民之有口,犹土之有山川也,财用于是乎出;犹其原隰之有衍沃也,衣食于是乎生。口之宣言也,善败于是乎兴,行善而备败,其所以阜财用衣食者也。夫民虑之于心而宣之于口,成而行之,胡可壅也?若壅其口,其与能几何?”
这一段是全篇的高潮,召公以民为本的思想升华到理论的高度。民之口出财用生衣食,民之言行善而备败。召公怕厉王听不懂,还特意打了比方:人民就是大地,人民的口就是大地上的山川和良田,山川出财用,良田生衣食。人民的言论可以兴利除弊。去堵人民的口又能堵多久呢?召公说这段话的时间是公元前845年,但这段话所表达出来的思想却让人不敢相信他是这么古这么古的人,反而觉得他应该是未来的人,是公元2845年的人。

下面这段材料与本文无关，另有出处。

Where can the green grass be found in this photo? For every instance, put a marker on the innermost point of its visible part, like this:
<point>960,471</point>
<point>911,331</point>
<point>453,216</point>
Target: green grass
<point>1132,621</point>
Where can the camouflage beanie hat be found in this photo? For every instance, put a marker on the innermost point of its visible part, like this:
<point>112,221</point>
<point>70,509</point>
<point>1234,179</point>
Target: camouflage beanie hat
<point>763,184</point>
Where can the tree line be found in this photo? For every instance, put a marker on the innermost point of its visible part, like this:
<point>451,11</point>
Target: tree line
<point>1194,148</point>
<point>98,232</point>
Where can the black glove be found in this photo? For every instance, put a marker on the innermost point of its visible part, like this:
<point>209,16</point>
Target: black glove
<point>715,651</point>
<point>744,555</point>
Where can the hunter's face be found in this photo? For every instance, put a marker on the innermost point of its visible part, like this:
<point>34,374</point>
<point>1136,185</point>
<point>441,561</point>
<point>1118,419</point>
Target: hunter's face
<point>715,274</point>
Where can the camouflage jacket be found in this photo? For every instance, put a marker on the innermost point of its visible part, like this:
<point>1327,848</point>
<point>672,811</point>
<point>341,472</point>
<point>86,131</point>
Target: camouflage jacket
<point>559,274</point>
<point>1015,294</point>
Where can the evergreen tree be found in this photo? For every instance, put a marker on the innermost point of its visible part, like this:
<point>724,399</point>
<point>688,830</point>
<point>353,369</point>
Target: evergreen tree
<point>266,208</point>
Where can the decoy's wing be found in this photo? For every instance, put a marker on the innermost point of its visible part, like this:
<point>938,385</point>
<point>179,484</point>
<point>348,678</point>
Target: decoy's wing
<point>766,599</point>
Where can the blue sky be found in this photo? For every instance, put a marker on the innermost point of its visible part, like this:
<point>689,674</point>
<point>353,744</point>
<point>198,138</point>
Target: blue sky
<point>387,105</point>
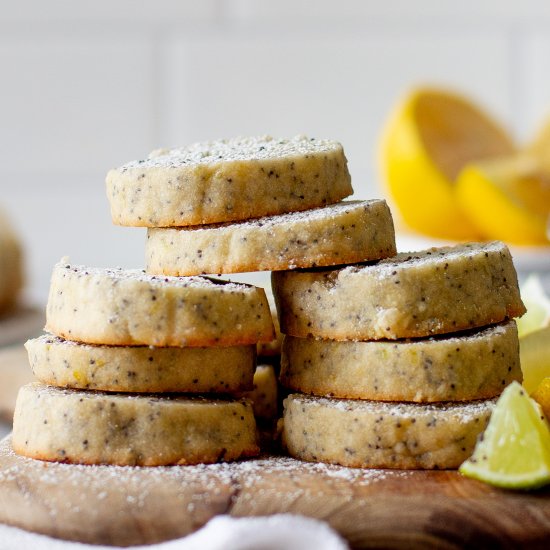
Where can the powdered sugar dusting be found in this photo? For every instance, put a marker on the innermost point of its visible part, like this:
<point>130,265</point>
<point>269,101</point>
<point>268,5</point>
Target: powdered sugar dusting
<point>463,410</point>
<point>236,149</point>
<point>324,212</point>
<point>119,274</point>
<point>435,256</point>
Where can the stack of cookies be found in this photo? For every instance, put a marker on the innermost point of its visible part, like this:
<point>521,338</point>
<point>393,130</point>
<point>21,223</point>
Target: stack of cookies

他的精炼的言语让我葡伏,他的崇高的思想境界让我仰视!人类思想的进步总是来来回回,就象跳探戈,舞姿越来越曼妙,套路越来越繁杂,进两步,却总有一个华丽的转身,再退三步。
王不听,于是国莫敢言,三年,乃流王于彘。
彘:读音“志”。这里为地名用字,晋地,今山西霍县。
彘的意思是猪。有一个曾子杀彘的故事。曾子的老婆上街买东西,儿子哭闹着赶路,曾子的老婆就对儿子说:乖,就在家里玩,等妈妈回来杀猪给你吃。曾子的老婆上街回来就看到曾子真的准备杀猪,赶紧说:只是和儿子说着玩的。曾子就说:怎么能和儿子说着玩呢?他现在还小,都是跟着父母学,你对他说假话就是教他说假话,这怎么能教育好儿子呢?最终曾子把家里的猪给杀了。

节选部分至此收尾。